This study used de-identified patient data and the Institutional Review Board deemed the study exempt from review and consent. Patients with stage-IV colon, rectal, and rectosigmoid junction tumors diagnosed in 2010–2016 were identified in the National Cancer Database (NCDB). Young adult patients were those ages 18–30 and were compared to older patients. This age range was chosen due to previous research identifying heterogeneity within the young-adult CRC population, with an increase in adverse prognostic features in patients 30 and younger.2,4 The NCDB is maintained by the American Cancer Society and the American College of Surgeons Commission on Cancer and while not nationally representative, captures 70% of new cancers in the United States.19 This study period was chosen because 2010 was the first year offering data on both MMR status and sites of metastasis.

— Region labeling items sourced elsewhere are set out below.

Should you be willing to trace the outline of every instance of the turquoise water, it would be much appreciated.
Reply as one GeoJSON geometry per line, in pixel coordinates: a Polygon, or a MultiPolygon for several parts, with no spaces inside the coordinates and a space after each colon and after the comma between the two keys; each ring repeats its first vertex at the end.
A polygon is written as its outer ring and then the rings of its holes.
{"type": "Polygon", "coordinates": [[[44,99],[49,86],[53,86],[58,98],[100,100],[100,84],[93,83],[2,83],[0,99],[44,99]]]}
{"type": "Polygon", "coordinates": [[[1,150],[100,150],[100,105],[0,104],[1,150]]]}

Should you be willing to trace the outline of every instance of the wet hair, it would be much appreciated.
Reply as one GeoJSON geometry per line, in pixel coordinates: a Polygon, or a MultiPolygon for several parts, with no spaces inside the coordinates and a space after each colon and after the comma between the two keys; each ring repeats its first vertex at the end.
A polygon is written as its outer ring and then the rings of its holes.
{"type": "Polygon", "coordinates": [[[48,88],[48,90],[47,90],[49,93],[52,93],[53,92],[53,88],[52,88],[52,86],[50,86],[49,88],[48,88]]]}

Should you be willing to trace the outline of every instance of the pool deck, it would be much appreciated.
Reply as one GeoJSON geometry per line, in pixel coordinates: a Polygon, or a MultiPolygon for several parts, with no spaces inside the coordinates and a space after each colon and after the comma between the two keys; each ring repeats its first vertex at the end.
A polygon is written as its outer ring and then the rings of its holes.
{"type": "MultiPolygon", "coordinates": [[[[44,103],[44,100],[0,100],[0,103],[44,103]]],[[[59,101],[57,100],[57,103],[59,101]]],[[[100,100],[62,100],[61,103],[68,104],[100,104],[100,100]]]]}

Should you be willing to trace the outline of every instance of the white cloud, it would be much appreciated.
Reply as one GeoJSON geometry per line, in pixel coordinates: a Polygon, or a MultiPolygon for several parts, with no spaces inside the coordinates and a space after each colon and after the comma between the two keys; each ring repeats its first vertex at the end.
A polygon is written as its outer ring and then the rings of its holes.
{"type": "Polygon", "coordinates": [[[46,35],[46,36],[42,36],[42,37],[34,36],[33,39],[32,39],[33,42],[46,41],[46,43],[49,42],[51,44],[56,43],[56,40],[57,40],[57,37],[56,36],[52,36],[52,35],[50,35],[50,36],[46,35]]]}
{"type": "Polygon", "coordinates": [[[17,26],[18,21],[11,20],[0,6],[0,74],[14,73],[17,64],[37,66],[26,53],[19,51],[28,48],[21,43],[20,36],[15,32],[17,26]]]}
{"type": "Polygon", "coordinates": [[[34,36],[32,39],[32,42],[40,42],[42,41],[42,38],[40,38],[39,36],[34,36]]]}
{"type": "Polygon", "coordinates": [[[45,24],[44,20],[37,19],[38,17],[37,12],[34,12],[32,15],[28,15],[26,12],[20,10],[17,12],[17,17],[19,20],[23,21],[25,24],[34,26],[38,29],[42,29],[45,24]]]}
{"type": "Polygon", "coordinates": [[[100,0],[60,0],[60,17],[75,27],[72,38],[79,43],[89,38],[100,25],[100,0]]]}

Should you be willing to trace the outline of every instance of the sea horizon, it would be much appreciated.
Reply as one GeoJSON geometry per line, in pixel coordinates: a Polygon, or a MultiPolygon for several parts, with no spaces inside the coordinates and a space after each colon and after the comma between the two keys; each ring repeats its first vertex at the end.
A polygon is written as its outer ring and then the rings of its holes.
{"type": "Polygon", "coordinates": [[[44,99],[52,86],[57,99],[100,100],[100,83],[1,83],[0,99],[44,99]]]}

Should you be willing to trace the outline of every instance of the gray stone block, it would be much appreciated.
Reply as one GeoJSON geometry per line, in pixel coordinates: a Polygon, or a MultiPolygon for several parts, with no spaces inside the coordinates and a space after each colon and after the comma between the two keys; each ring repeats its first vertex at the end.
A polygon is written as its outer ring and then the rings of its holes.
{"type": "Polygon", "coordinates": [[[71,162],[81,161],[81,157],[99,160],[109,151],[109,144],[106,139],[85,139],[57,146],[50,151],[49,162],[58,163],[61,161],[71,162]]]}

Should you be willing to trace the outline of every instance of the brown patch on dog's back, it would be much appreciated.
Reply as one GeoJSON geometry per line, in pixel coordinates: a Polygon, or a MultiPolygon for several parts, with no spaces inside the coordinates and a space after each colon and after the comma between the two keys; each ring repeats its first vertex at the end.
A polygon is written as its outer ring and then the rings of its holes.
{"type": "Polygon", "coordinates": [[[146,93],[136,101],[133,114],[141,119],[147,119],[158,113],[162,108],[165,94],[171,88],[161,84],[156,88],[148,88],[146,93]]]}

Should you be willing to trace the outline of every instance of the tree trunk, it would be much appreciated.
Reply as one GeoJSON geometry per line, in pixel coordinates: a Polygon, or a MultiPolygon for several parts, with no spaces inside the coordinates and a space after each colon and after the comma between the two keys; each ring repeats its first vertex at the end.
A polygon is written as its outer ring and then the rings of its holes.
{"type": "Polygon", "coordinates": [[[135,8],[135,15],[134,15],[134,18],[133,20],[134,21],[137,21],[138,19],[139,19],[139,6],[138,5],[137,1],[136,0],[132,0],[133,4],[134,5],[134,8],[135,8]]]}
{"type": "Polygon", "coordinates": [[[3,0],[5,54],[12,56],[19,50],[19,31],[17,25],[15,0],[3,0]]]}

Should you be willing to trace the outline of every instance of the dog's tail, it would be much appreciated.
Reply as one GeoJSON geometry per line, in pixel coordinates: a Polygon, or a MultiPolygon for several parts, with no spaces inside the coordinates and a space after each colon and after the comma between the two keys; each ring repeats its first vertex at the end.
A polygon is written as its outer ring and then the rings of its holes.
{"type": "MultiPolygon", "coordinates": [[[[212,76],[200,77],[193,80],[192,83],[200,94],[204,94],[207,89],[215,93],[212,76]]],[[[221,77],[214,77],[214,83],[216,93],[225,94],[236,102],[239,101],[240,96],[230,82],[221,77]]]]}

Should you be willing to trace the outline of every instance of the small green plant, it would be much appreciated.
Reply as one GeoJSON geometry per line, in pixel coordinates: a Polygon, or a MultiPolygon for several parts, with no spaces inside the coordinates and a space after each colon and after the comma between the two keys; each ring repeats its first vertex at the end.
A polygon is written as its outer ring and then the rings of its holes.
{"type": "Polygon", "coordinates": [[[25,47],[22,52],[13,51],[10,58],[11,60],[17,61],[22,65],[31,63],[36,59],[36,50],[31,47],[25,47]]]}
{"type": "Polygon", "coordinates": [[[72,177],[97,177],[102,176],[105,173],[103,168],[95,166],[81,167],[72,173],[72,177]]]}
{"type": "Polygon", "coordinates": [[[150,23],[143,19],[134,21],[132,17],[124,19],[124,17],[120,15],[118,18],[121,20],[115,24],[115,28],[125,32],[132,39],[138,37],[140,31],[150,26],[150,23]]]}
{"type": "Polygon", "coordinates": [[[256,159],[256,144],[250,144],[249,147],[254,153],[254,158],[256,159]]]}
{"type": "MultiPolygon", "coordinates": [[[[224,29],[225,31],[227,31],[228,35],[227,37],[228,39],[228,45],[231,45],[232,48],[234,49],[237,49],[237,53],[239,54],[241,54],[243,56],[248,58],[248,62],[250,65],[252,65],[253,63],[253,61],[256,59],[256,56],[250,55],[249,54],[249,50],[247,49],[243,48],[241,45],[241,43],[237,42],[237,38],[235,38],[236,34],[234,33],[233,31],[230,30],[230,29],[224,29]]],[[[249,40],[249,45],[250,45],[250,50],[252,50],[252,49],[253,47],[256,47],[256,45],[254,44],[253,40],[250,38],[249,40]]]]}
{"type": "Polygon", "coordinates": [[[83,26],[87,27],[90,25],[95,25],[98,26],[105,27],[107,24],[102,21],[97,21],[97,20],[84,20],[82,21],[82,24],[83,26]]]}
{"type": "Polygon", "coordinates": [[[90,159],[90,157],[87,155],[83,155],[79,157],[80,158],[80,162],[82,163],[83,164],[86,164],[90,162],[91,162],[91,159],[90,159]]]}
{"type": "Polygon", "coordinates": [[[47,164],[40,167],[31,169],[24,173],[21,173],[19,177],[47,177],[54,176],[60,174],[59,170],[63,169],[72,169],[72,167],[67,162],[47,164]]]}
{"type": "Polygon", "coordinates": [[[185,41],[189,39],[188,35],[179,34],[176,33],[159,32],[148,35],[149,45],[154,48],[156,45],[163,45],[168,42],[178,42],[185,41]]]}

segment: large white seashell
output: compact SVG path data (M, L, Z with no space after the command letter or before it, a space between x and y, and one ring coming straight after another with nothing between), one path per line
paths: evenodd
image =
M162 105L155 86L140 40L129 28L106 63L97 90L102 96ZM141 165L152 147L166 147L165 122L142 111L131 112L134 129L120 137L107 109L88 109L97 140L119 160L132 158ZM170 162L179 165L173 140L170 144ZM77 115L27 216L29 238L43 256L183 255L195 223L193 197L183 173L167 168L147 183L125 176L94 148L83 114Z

Peritoneal metastases were defined as described.14 Patients with stage-IV disease, but with no metastases recorded in any other site (brain, bone, liver, lung, or distant nodal metastases), were defined as having isolated peritoneal metastases. Adenocarcinoma and mucinous histologies were included while neuroendocrine tumors and rare histologies were excluded.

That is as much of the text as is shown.